Saturday, August 13, 2016

Does failure pay the rent?





Not sure if it is the sludge of summer, the end-ish flavour of things, the Trump crap which really depresses me and even makes me anxious and depressed, or what. But I am fed up about certain things, and one of them is the Disguised Ad.

I'm seeing it all over Facebook now, maybe because it's the slow season. An author will post an article about, say, Trump's latest insane comment, and include a remark something like, "As I wrote in my fourth novel, Ten Tigers Ascending, the proletariat often blindly heed the inchoate prognostications of a demigogue to incite the fomentation of narcissistic monocracy." What he means is, "my novel says that too, only better". 




This particular novel didn't say any such gobbledygook, but this particular author MUST keep dropping in little references to his work to keep it alive in the minds of his readers. It's like product placement in the movies.  And what about "I was so deeply humbled to receive the Man Booker Award"? Humbled. I don't know about that. I would not blame the person for turning cartwheels of joy, but why not admit it?

My own novels fell flat, to say the least, and did not do well financially, though I still have no regrets in writing them. Generally speaking, they were well-reviewed. But those good and sometimes great reviews are just a pain to me now, because my novels never went anywhere. As always, the brass ring was snatched away from me just as I brushed it with the tips of my fingers.

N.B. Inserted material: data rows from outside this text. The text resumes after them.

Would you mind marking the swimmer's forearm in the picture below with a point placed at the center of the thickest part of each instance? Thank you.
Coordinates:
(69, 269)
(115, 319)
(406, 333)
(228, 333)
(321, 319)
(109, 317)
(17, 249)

I cannot tell you how long this has been going on.




My hope is that people will take my books out of the library and read them. I honestly don't care two figs about sales, but it would be nice if someone read them. I have no way of keeping track of this, so I have to go on faith. I am so sick of this having to hustle, to pitch, to drop in these little references so that my work will always be on my (potential, perhaps chimeric) readers' minds. 

Social media is bad, but internet culture generally is bad for making you feel BAD, badder than bad, unless you have "numbers": views, followers, hits of some kind. I never have, except for the occasional, baffling, much-read post. But most of them have only a handful of readers. Am I supposed to feel bad about that? I'm not going to stop doing it, at least not yet, because as of this writing I still feel like doing it. And that's why I continue. 




But at this point, on this day, at this moment, I feel fed-up and realize I won't ever have any appreciable level of "success" in the eyes of the world. I too have to hold up billboards for my work, but I try to keep it to this blog (with the same title as the third novel - did you notice?) and the separate Facebook page I set up for it. I've done what I wanted to and given it more than my all, and according to all those trite memes, this guarantees ultimate, shining success. Even if it doesn't, failure is just a "learning experience".

This strikes me as compassionate lying, so we/others don't feel so bad about screwing up or doing badly. Falling short. But the truth is, no matter how great the learning experience, there is no way that failure can pay the rent.